Beş haftalık galibiyet hasretine Niğde deplasmanında son verdik. Dile kolay büyük hedeflerle başlanan sezonda beş hafta kazanamayan bir takım.

Grupta son sırada yer alan rakibi önüne çok gergin başlayan Çorum FK futbol olarak tat vermesede alınan galibiyet teselli oldu.

Maçı yolda olduğumuz için telefondan parça parça izledim. Maçı izleyen herkesin ortak görüşü ilk yarıda 11 kişi ile kapanarak kontratak arayan Niğde önünde son bölümde gelen golle öne geçen Çorum FK ikinci yarıda ise öne çıkan rakibi önünde zaman zaman zorlanan kırmızı siyahlı takım.

Topa sahip olma ve oyunu kontrol etmede sorun yaşamayan Çorum FK yine üçüncü bölgede inanılmaz bireysellikler ve mücadeleden uzak bir görüntü verdi. Kazanamamanın verdiği stresi iliklerine kadar tribündeki taraftar bile yaşarken futbolcunun bunu yaşamaması mümkün mü. Onun olumsuz yansımalarını da maçta gördük. Özellikle son bölümde ceza sahası içinde meydana gelen karambollerde bir kaza golü yemiş olsak bugün çok farklı şeyler konuşuluyor olurdu.
Maç sonu sosyal medyada geçen hafta içi Fatih Başkan’ın açıklamaları sonrasında yaşanan ikiye bölünmüşlük devam ettiğini görmek tüm camia gibi beni de üzdü. Yarışın devam ettiği ve ilk yarı takviye dönemine iki maç kala sosyal medya üzerinden yapılan ve bence takıma zarar verdiğine inandığım görüşleri okumak çok üzücü.

Camianın kenetlenmesinin hayati önem taşıdığı şu günlerde bu ayrılığa son vermek gerekiyor. Bakın Sakaryaspor kötü başladığı sezonda camiası ile bir ve bütün oldu seriye bağladı gidiyor. Bu beğenmediğimiz kadronun o takım önündeki futbolu mücadelesi ve eksik kalmasına rağmen galibiyeti kaçıran taraf olduğunu unutmayalım.
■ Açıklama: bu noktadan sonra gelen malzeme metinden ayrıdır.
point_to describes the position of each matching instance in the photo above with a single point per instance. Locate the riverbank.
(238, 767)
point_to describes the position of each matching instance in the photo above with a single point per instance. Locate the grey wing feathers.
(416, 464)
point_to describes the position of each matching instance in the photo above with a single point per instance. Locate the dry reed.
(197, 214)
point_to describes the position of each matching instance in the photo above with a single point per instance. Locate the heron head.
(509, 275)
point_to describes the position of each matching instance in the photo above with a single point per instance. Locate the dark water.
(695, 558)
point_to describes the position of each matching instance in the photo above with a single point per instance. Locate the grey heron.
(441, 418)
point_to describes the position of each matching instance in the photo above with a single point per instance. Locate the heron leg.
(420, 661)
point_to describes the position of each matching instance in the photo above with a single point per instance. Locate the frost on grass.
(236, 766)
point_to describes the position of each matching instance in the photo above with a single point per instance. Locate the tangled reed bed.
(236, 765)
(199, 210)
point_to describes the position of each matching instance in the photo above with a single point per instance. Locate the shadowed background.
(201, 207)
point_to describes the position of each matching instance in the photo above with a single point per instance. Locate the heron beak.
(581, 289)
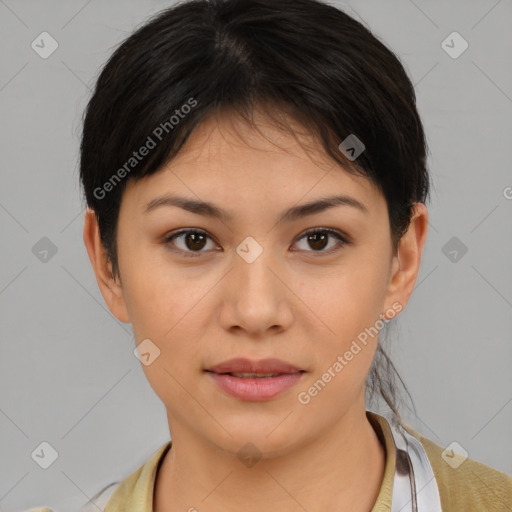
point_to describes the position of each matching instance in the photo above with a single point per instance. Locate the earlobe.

Her bireyin eleştiri hakkı vardır fakat insan sevdiğine zarar vermemek için zaman zaman susmayı ve doğru zamanı beklemesini bilmesi gerekiyor. Yoksa söylenecek söz çok ancak yerini ve zamanını beklemek gerek. Unutmayalım bir sevdiğimizi kaybettik ve geri getirmemiz mümkün değil o zaman ikinci bir kaybı yaşamamak için hep beraber doğruları yapmamız gerekiyor.
Fatih Başkan’ın basın toplantısı ile ilgili söyleyeceğim ise sadece şu, hocasına ve futbolcularına sahip çıkmasını alkışlıyorum. Ancak ardından yaptığı ve çok fazla gereksiz olarak girdiği detaylar ise camianın bölünmesine neden olması adına keşke yapmasaydı diyorum.
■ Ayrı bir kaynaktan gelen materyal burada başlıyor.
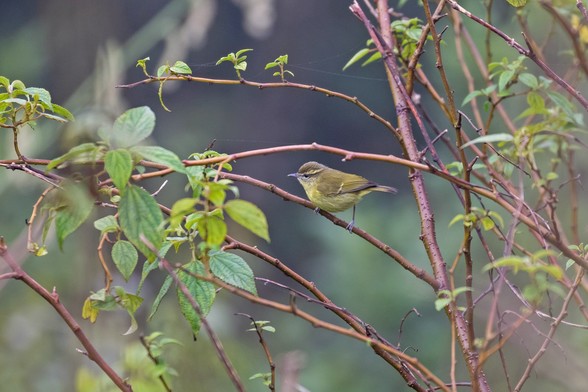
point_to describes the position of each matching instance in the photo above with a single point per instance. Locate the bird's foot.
(350, 226)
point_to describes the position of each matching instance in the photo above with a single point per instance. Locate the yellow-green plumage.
(333, 190)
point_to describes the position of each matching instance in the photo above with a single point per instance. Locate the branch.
(268, 355)
(529, 53)
(318, 323)
(233, 375)
(405, 263)
(53, 299)
(562, 314)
Diğer değinmek istediğim konu ise Belediye Başkanı Dr. Halil İbrahim Aşgın’ın açıklaması. Gerçekten Çorum FK’nın en büyük sorununa parmak bastı. Bu takım üç ismin üzerine gidecekse 1. lig hayal olur. Rakiplerimiz Afyon ve İnegöl her hafta bir destek veren firma veya şirket ismi açıklıyor. Çorum FK’ya ise bırakın desteği deplasman masrafını üstlenen bile bulamıyoruz. Nasıl olacak peki şehrin kucaklaması.
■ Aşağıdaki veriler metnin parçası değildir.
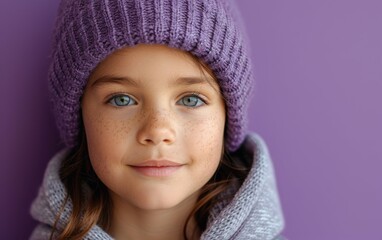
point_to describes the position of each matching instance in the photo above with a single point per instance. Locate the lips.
(157, 168)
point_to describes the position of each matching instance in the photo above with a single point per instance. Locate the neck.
(130, 222)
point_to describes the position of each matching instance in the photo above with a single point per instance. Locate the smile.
(154, 168)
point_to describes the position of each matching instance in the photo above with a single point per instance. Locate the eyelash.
(200, 101)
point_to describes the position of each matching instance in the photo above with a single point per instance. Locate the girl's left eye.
(192, 100)
(121, 100)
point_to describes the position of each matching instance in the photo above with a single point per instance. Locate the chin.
(168, 201)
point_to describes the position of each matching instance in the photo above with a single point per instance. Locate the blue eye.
(192, 100)
(121, 100)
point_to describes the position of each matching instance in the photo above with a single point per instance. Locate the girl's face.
(154, 123)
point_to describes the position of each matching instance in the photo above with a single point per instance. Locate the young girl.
(150, 98)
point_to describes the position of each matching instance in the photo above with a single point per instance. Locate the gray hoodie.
(253, 213)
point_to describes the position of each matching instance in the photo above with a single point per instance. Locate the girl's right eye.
(121, 100)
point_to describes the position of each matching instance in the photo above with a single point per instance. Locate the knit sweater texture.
(253, 213)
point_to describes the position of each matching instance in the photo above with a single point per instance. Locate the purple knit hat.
(88, 31)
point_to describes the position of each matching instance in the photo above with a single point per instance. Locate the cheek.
(206, 137)
(106, 138)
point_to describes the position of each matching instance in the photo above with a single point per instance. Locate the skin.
(152, 102)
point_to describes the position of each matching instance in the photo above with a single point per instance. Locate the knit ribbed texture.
(253, 214)
(88, 31)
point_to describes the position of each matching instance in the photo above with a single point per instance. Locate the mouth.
(157, 168)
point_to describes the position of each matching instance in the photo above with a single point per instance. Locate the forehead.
(152, 61)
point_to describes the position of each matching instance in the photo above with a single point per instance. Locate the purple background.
(318, 68)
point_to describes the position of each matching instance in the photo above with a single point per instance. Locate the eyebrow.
(187, 81)
(114, 79)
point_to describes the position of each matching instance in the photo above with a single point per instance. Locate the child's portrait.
(190, 119)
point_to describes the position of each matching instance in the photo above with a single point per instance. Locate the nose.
(157, 127)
Birazda amatör diyelim. Çorum’da olmadığım bir hafta sonunda yaşananlar beni gerçekten çok üzdü. Kadro kaliteleri olarak sadece Çorum şampiyonu olacak güçtü olan üç kulübümüzün mücadele ettiği U 18 liginde yaşananları anlamak ve kabul etmek gerçekten zor. Ambulansla hastaneye kaldırılan futbolcular darp edilen onlarca kişi. Kulüp veya şahıs ismi anmıyorum bile. Sadece tribünden atlayıp sahada futbolcu döven taraftara, kulübeden gelip tekme adan yöneticiye, yerde yatan futbolcuya tekme atan insanlıktan nasibini almamış insana, antrenöre sırtı dönük havadan tekme atan insana söylenecek sadece tek sözümüz var yazıklar olsun size.

Yarıda kalan maçlar yaşanan gerilimleri görünce sanırsınız Çorum şampiyonu olup Türkiye’de derece yapacaklar. Amatör futbolun sadece kazanmak değil eğitmek olduğunu unutan herkese bunu birilerinin hatırlatması gerekiyor.